The last table method we will talk about is the `where` method. The `where` method keeps all rows that satisfiy a particular boolean condition. It takes in a column label and an `are` statement, which can be crafted using the `are` library. These are the most important `are` library methods, but there are many more if you would like to investigate: [Explore the 'are' library here.](http://data8.org/datascience/predicates.html)

| Method | Input Type | Method Description |
| --- | --- | --- |
| `are.equal_to(n)` | number | Is the value from the column equal to `n`? |
| `are.above(n)` | number | Is the value from the column above `n`? |
| `are.above_or_equal_to(n)` | number | Is the value from the column above or equal to `n`? |
| `are.below(n)` | number | Is the value from the column below `n`? |
| `are.below_or_equal_to(n)` | number | Is the value from the column below or equal `n`? |
| `are.containing(s)` | string | Is `s` contained in the string value from the given column? |
| `are.containined_in(s)` | string | Is the string value from the given column contained in `s`? |

Adding a `not_` in front of all of these methods makes each method do the opposite of what it does (ex: `are.not_equal_to(n)`).

*Note*: As we've seen in lecture, we can achieve an **exact match** by not explicitly using an `are` predicate. That is, `where("col", are.equal_to("something")` is identical to `where("col", "something")`; the latter is shorthand for the former.

For example, if we only wanted to see the Cal Football seasons where Cal had a tie, we could use the `where()` method combined with an `are` method:

In [None]:
football_relabeled.where("Ties", are.above(0)).show(5)
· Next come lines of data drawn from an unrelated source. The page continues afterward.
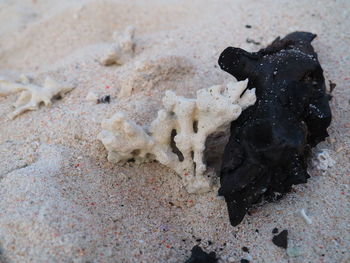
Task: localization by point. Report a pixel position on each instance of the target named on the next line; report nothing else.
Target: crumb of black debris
(281, 240)
(104, 99)
(245, 249)
(199, 256)
(332, 86)
(252, 41)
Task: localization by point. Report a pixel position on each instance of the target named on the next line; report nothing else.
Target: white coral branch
(122, 49)
(176, 138)
(31, 95)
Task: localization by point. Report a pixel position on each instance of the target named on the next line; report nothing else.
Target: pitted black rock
(271, 140)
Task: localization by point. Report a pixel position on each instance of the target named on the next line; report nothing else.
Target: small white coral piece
(323, 160)
(31, 95)
(123, 48)
(176, 138)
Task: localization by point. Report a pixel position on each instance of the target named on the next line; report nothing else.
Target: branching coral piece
(176, 138)
(123, 48)
(31, 95)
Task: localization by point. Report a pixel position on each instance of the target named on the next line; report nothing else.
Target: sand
(62, 201)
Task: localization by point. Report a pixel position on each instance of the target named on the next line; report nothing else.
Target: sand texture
(62, 201)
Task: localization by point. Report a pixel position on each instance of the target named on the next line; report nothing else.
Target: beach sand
(62, 201)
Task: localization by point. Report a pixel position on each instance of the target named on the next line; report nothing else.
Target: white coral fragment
(31, 95)
(176, 138)
(323, 160)
(122, 49)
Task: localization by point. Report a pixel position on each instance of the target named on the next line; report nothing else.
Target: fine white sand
(61, 201)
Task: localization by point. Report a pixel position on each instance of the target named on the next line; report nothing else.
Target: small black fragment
(245, 249)
(332, 86)
(252, 41)
(281, 240)
(199, 256)
(104, 99)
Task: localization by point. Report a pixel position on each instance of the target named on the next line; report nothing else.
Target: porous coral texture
(31, 95)
(176, 138)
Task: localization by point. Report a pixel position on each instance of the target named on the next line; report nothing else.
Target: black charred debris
(199, 256)
(281, 240)
(271, 140)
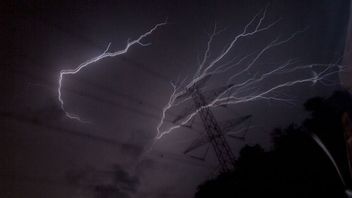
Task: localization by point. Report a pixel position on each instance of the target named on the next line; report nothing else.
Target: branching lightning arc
(239, 90)
(105, 54)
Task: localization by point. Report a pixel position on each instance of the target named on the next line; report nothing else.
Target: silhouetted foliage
(296, 166)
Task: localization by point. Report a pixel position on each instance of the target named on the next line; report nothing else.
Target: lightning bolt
(239, 90)
(105, 54)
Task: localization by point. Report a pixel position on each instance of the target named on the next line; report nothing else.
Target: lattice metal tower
(213, 130)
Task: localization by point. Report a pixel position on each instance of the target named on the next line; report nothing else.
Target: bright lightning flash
(105, 54)
(239, 90)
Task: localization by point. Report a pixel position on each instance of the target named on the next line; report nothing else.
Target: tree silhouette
(295, 166)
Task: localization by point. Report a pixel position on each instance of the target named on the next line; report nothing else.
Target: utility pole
(216, 137)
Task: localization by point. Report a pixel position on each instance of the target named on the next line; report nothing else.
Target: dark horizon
(46, 154)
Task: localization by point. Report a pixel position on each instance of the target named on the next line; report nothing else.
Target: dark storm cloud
(123, 97)
(105, 184)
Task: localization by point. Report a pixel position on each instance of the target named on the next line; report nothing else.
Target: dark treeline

For the 2021 season, Cal will play 12 games. If we wanted to see Cal's worst seasons where they lost more than 6 games, we can use a similar query:

In [None]:
football_relabeled.where("Losses", are.above(6)).show(5)

**Question 2.5 (Bowl Eligibility)**: In college football, a team advances to the post-season (to play "bowl games") if they have a winning/non-losing record. In other words, you must having a winning percentage of at least 0.500 to become eligible to play in a bowl game.

Assign the variable `bowl_eligible` to a float that describes the proportion of times in which Cal was eligible to play in college bowls throughout its history, based on their winning percentage.   

*Hint:* If you're stuck, feel free to add additional variables *before* you assign the float to `bowl_eligible`. It's often easier to break down these problems into multiple steps to make sure you're properly calculating each step and performing them in the right order. 



In [None]:
bowl_eligible = ...
bowl_eligible

In [None]:
grader.check("q25")

# Visualization 

Let's look at some of the patterns in the Cal football data. 

In Question 1.3, we observed that Cal has played seasons in different conferences. 

Suppose we want to look at the number of seasons Cal has played in the different conferences. 

We can get this data with the `group` function.  You will learn more about this function next week. 



In [None]:
seasons_in_conf = cal_improved_columns.select("Conf").group("Conf")
seasons_in_conf

**Question 3.1** 
What would be the best type of chart to display the number of seasons played in each conference?

1. Line Plot
2. Scatter Plot
3. Bar Chart
4. Histogram

Put your answer (1, 2, 3, 4) in `q31_chart_type`

In [None]:
q31_chart_type = ...

In [None]:
grader.check("q31")

<!-- BEGIN QUESTION -->

**Question 3.2**  Make the cart displaying the number of seasons played in each conference. 

*Note, it is good practice to have the information sorted in the presentation*

In [None]:
...

<!-- END QUESTION -->

<!-- BEGIN QUESTION -->

**Question 3.3** 
We want to look at the number of wins for the years when Cal played in the "Pac-10" conference. 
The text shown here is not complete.